Attualmente suor Maria Cristina è ospite del Monastero di Osimo, dove è stata destinata a seguito della triste e nota chiusura del Monastero di Santa Chiara di Ravello, evento che ha lasciato un segno profondo nella comunità locale. Nonostante la distanza, il legame tra la religiosa e Ravello resta vivo e intenso, alimentato da una vita interamente dedicata alla fede e al servizio.
Nata il 13 gennaio 1926 a San Severo, in provincia di Foggia, suor Maria Cristina è entrata nel Monastero delle Clarisse di Ravello il 10 settembre 1955. Il 21 settembre 1958 ha assunto il nome religioso di Maria Cristina della Santissima Trinità, iniziando un cammino che l’avrebbe vista protagonista per decenni della vita spirituale ed educativa della città. In quegli anni il monastero ospitava oltre quaranta suore ed era un punto di riferimento fondamentale per la comunità ravellese, quando nulla lasciava presagire una futura chiusura.
Tra il 1963 e il 1970 suor Maria Cristina si è dedicata con passione all’insegnamento presso l’asilo, diventando una guida attenta e affettuosa per intere generazioni di bambini. Negli spazi ampi e accoglienti del complesso di Santa Chiara, tanti piccoli ravellesi hanno vissuto momenti di gioco, crescita e apprendimento che ancora oggi ricordano con emozione.

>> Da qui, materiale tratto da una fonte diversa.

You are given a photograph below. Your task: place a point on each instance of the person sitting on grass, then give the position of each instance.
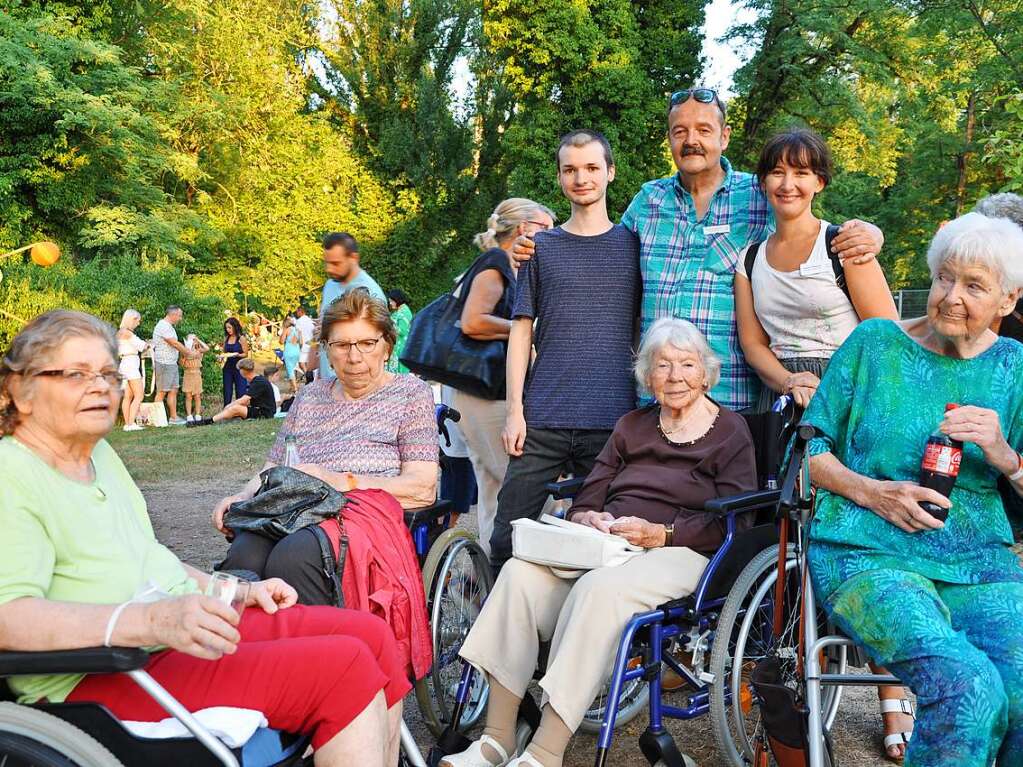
(259, 403)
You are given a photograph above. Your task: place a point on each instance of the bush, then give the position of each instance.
(106, 288)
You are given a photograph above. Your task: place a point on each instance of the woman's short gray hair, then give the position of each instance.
(34, 347)
(973, 238)
(683, 335)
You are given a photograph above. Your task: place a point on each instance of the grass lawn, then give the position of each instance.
(204, 453)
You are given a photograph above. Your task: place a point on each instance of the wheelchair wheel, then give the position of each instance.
(633, 700)
(34, 738)
(457, 579)
(742, 638)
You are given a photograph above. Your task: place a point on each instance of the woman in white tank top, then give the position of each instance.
(794, 315)
(791, 312)
(129, 349)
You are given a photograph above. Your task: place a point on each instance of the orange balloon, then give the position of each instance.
(45, 254)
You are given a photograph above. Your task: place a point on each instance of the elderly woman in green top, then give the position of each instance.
(940, 603)
(80, 567)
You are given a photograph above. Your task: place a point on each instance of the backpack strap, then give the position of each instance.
(334, 568)
(750, 259)
(833, 230)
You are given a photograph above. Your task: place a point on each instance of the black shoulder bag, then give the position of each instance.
(438, 350)
(288, 500)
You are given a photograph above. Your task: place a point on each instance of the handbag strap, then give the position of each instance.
(334, 568)
(465, 279)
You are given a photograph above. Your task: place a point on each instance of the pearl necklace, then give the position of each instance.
(666, 433)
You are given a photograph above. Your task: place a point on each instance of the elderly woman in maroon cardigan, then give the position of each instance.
(650, 484)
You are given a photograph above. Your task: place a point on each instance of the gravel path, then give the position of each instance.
(180, 514)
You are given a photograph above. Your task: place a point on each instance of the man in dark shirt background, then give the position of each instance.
(582, 289)
(259, 402)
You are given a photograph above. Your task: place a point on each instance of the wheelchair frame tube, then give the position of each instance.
(157, 691)
(811, 667)
(410, 748)
(729, 534)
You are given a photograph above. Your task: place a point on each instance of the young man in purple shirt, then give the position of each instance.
(582, 291)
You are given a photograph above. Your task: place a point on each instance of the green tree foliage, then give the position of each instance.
(607, 64)
(920, 101)
(193, 152)
(82, 155)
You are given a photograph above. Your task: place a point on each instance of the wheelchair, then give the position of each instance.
(83, 734)
(456, 578)
(782, 619)
(705, 628)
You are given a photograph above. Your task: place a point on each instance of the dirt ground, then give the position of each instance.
(180, 512)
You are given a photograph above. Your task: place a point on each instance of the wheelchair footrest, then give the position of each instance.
(660, 748)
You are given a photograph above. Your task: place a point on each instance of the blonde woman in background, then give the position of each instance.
(487, 316)
(191, 385)
(130, 347)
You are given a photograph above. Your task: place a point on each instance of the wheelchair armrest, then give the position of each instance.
(86, 661)
(743, 501)
(566, 488)
(429, 513)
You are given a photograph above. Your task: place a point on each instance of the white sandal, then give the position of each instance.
(473, 756)
(897, 706)
(526, 760)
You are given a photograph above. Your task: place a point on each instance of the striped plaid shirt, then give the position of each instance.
(688, 265)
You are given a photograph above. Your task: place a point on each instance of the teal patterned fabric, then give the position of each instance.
(942, 610)
(960, 649)
(688, 265)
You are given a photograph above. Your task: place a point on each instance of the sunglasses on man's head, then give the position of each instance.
(703, 95)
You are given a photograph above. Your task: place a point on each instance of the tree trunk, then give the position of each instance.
(963, 161)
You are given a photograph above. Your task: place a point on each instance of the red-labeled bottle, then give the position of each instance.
(939, 467)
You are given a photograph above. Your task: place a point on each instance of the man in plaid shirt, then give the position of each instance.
(694, 228)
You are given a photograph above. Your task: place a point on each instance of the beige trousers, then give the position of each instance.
(481, 424)
(583, 620)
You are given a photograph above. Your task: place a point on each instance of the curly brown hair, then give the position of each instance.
(358, 304)
(33, 348)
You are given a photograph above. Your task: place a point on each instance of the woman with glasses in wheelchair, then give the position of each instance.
(650, 484)
(367, 429)
(795, 306)
(81, 568)
(938, 601)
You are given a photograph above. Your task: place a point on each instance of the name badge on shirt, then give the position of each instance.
(717, 229)
(812, 270)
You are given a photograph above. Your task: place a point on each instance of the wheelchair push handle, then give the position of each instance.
(790, 495)
(444, 414)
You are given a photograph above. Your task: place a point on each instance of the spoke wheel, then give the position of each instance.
(744, 636)
(34, 738)
(457, 579)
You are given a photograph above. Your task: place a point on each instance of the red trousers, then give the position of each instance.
(309, 670)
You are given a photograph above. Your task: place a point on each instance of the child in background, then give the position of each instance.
(272, 374)
(191, 386)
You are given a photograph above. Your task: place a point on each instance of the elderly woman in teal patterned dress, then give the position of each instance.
(939, 603)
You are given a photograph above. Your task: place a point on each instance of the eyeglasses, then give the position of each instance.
(365, 346)
(703, 95)
(79, 377)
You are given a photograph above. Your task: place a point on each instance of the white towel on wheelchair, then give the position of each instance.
(567, 547)
(233, 726)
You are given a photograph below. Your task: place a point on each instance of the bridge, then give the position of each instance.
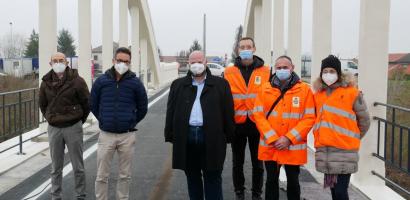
(152, 175)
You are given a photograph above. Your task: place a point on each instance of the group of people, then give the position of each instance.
(269, 108)
(272, 110)
(118, 100)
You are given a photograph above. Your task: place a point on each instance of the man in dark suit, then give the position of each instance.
(200, 123)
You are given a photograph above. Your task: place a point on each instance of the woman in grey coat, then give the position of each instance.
(342, 120)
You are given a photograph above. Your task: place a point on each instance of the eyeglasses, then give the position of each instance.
(124, 61)
(282, 67)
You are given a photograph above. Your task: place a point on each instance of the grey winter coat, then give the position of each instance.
(331, 160)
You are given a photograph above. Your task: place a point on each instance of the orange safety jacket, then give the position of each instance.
(244, 95)
(336, 123)
(293, 117)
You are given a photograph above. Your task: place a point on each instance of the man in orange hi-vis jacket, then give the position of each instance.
(284, 113)
(245, 79)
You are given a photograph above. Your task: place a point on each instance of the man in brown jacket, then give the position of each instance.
(64, 103)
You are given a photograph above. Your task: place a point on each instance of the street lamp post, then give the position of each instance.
(11, 38)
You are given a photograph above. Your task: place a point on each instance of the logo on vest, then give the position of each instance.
(258, 80)
(296, 102)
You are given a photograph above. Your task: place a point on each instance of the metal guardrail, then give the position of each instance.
(390, 133)
(19, 111)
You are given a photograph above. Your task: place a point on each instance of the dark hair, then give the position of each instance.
(247, 38)
(285, 57)
(122, 50)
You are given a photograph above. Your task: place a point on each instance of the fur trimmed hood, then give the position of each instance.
(346, 80)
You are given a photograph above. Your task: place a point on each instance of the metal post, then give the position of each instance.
(392, 133)
(4, 115)
(401, 146)
(408, 150)
(20, 129)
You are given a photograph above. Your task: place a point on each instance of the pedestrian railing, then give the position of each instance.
(19, 113)
(395, 150)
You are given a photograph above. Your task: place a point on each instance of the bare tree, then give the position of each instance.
(13, 46)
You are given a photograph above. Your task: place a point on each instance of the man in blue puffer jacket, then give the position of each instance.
(119, 101)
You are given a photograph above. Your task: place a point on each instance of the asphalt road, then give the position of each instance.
(152, 176)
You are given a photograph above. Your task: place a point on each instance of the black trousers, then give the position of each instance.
(272, 181)
(201, 183)
(244, 133)
(339, 191)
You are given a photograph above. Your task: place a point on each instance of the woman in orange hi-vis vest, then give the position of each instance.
(284, 113)
(342, 120)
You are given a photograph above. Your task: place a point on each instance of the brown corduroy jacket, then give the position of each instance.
(64, 102)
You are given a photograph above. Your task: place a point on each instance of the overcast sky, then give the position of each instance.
(178, 22)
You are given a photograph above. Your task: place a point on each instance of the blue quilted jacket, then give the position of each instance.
(118, 105)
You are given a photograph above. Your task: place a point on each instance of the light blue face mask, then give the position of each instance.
(283, 74)
(246, 54)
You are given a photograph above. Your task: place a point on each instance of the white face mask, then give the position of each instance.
(329, 78)
(121, 68)
(197, 68)
(59, 67)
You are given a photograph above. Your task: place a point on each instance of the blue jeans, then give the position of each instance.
(339, 191)
(198, 178)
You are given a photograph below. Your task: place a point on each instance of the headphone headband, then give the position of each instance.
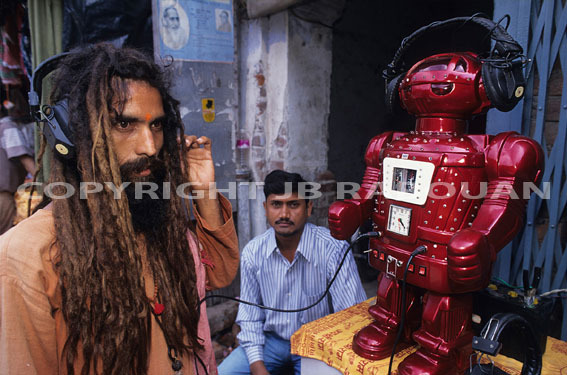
(505, 45)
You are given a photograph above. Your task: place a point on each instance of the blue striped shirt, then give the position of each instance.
(268, 278)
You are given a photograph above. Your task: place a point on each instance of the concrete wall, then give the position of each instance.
(285, 74)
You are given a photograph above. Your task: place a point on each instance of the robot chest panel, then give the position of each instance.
(452, 197)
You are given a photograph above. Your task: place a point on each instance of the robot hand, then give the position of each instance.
(344, 219)
(469, 260)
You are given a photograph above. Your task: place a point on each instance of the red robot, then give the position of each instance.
(458, 195)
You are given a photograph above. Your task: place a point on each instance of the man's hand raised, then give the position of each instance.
(199, 157)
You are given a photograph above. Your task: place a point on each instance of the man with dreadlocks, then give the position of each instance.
(102, 282)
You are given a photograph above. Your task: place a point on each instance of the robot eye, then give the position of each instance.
(441, 88)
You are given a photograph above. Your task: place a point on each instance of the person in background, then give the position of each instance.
(287, 267)
(16, 152)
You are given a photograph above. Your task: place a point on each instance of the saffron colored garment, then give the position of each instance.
(32, 329)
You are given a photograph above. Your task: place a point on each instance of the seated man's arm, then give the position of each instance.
(347, 288)
(250, 318)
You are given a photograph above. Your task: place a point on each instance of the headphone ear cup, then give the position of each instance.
(393, 104)
(504, 86)
(57, 131)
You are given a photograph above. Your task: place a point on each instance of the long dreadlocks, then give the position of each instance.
(100, 266)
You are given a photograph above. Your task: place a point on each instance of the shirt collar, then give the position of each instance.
(303, 248)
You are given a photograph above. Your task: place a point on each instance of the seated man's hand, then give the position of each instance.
(258, 368)
(344, 218)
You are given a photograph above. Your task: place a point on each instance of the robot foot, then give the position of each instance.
(423, 362)
(376, 342)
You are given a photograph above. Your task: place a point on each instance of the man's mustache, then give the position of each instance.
(130, 168)
(285, 221)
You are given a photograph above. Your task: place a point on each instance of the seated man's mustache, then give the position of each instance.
(284, 221)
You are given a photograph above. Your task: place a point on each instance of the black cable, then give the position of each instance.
(365, 235)
(419, 250)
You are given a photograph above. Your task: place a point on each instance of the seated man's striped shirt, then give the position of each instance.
(268, 278)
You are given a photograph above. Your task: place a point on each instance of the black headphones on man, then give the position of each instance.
(501, 71)
(56, 117)
(488, 343)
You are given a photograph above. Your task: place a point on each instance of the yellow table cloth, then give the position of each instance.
(329, 339)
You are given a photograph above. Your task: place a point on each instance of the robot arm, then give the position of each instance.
(346, 216)
(511, 161)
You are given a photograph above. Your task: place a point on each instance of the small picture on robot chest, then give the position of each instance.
(399, 220)
(404, 180)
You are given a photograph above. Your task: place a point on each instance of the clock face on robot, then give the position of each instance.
(399, 220)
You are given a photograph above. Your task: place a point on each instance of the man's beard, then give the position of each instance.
(148, 215)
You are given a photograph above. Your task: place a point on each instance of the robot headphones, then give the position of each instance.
(488, 344)
(501, 71)
(56, 117)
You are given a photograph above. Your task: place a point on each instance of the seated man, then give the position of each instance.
(287, 267)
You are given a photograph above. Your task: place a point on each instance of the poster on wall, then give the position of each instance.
(194, 30)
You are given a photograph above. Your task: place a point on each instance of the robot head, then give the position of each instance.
(445, 85)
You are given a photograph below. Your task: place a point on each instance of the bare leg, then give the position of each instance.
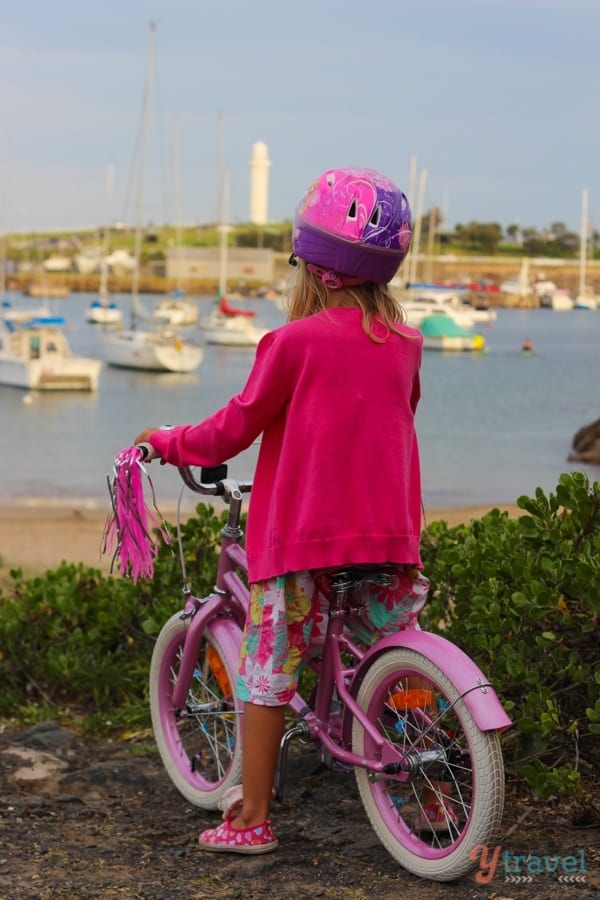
(263, 727)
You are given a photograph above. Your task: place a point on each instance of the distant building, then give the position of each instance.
(259, 184)
(203, 264)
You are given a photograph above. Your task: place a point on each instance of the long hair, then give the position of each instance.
(309, 296)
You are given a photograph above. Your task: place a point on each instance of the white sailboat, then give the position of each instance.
(227, 325)
(104, 311)
(158, 349)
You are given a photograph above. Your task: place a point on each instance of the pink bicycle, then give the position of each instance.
(412, 715)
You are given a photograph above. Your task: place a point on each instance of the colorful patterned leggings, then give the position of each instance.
(287, 621)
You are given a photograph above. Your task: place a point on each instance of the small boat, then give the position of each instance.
(103, 312)
(587, 301)
(427, 303)
(230, 326)
(153, 351)
(442, 333)
(35, 355)
(176, 310)
(43, 290)
(527, 347)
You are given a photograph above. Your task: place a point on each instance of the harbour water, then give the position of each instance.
(491, 426)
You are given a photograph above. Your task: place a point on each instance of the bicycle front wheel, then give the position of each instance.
(431, 819)
(201, 744)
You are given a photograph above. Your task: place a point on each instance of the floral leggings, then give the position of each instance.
(287, 621)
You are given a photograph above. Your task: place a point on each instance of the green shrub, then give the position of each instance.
(74, 639)
(522, 597)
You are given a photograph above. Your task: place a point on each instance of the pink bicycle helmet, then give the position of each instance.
(352, 222)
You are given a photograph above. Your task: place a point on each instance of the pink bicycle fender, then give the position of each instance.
(227, 633)
(478, 694)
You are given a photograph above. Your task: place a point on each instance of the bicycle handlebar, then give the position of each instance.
(221, 484)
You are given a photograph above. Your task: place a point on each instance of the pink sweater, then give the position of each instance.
(337, 479)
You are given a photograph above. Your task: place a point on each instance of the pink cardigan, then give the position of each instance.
(337, 479)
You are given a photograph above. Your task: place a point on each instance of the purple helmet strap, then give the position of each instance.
(334, 281)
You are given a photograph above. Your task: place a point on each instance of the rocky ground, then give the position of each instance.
(103, 821)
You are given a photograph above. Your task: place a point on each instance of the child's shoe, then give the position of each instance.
(225, 839)
(436, 817)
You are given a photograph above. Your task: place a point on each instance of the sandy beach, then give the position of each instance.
(39, 536)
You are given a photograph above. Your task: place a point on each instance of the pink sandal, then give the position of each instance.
(226, 839)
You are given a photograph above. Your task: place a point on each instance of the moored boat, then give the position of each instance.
(152, 351)
(230, 326)
(442, 333)
(35, 355)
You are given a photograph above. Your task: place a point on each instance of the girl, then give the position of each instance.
(334, 393)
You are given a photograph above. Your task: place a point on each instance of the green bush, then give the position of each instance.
(522, 598)
(75, 640)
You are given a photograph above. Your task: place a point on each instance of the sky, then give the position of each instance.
(487, 109)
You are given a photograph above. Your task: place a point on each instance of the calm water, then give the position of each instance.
(491, 427)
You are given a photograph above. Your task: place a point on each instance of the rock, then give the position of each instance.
(586, 444)
(32, 771)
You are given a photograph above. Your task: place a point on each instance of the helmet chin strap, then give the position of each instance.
(334, 281)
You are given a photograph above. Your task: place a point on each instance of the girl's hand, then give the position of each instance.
(144, 437)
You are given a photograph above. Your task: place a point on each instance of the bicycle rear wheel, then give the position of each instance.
(456, 769)
(201, 744)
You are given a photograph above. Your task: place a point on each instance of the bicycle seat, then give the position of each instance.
(350, 577)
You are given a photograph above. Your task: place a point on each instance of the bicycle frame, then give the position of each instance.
(230, 601)
(417, 721)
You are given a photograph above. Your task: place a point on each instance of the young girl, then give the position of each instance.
(333, 393)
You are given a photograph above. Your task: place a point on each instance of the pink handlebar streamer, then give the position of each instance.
(130, 530)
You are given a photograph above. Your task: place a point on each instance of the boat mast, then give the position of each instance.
(223, 182)
(583, 241)
(137, 251)
(110, 180)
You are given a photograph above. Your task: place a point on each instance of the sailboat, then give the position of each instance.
(225, 324)
(585, 298)
(176, 309)
(158, 349)
(104, 311)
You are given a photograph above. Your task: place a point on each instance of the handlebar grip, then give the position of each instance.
(148, 451)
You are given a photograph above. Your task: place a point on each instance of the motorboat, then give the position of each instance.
(103, 312)
(450, 305)
(442, 333)
(35, 355)
(230, 326)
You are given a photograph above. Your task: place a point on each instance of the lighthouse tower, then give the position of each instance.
(259, 183)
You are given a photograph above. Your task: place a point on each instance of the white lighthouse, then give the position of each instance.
(259, 183)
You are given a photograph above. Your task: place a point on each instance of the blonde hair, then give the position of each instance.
(309, 295)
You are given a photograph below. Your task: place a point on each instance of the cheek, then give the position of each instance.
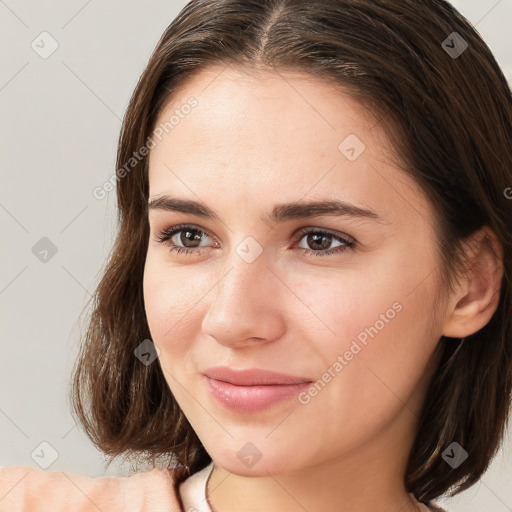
(169, 299)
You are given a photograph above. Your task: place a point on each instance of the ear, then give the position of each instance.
(477, 296)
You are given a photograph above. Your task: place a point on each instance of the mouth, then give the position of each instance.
(252, 390)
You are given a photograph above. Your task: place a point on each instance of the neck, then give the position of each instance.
(370, 477)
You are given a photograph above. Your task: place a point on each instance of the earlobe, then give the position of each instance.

L’affetto della comunità nei suoi confronti si è manifestato in modo tangibile poco prima della sua partenza per Osimo, quando numerosi ex allievi hanno voluto festeggiare insieme a lei i sessant’anni di professione religiosa. Un gesto semplice ma carico di significato, che testimonia quanto profonda sia stata l’impronta lasciata da suor Maria Cristina nella vita di tante persone.
Nel giorno del suo centesimo compleanno Ravello si è stretta idealmente attorno a suor Maria Cristina, esprimendole riconoscenza e affetto per una lunga vita spesa nel segno della fede, della dedizione e dell’amore verso la comunità. Un esempio prezioso che continua a vivere nella memoria e nel cuore di chi ha avuto il privilegio di incontrarla.